Chilean cement maker Melon led earnings in the IPSA stock market Wednesday operations with shares soaring 68% on expectations that the company would benefit from reconstruction efforts. Nevertheless, the IPSA select index fell 1.36% to 3708.91.
In the three days since the devastating 8.8 magnitude Saturday earthquake in Chile, Melon shares have ballooned 669%, from 39 pesos last Friday and were closing on 300 pesos on Wednesday,
Nerves were rattled again Wednesday after three big successive aftershocks shook Chile’s south-central regions Wednesday but no tsunami followed. Preliminary information by the US Geological Survey ran from 5.9 to 6.3 points magnitude.
In other local markets Chile’s peso closed at its strongest point in five weeks against the US dollar, 514 pesos, on expectations of a flood of new greenbacks coming into the market as the country dips into its sovereign wealth fund to finance reconstruction.
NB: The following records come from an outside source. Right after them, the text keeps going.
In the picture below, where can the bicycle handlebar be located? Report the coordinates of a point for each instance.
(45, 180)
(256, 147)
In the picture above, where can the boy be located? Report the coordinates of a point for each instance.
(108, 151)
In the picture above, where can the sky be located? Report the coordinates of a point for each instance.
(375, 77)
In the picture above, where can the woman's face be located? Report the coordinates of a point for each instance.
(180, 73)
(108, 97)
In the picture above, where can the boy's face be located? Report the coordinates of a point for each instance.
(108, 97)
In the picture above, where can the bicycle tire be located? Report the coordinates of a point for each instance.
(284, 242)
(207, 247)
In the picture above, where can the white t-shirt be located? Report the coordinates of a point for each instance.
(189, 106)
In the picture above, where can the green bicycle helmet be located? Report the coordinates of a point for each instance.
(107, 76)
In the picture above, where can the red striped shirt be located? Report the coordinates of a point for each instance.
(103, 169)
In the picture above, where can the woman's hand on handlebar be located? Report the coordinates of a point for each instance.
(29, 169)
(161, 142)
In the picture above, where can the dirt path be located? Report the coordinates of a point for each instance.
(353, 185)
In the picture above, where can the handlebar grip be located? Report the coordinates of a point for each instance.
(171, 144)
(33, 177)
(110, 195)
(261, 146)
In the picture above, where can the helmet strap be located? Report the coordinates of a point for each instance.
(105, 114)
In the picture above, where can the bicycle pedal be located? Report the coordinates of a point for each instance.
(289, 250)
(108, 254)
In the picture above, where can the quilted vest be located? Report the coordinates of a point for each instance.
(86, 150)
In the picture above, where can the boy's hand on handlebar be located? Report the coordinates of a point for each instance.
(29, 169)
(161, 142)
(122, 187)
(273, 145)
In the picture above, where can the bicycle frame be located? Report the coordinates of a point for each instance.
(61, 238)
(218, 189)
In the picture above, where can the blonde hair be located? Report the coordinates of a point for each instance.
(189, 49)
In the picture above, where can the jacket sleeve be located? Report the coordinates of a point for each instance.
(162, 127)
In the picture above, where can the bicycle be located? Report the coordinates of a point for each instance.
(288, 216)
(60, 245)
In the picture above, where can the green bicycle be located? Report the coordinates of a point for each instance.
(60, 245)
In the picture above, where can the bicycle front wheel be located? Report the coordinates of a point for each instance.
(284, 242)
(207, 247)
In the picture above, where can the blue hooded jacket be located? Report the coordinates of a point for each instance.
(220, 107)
Faced with massive infrastructure damage, investors are expecting President-elect Piñera, who takes office March 11, to look to the sovereign wealth fund. The government has some 11 billion US dollars in the offshore Economic and Social Stabilization Fund, which it can tap to pay for reconstruction.
Last year, it withdrew about 8 billion from the fund to finance a 4 billion fiscal stimulus package and to pay for the fiscal deficit it incurred as a result of increased spending and lower revenue.
Although government officials have repeatedly declined to provide an estimate for the damages, analysts put them at 20 billion to 30 billion US dollars.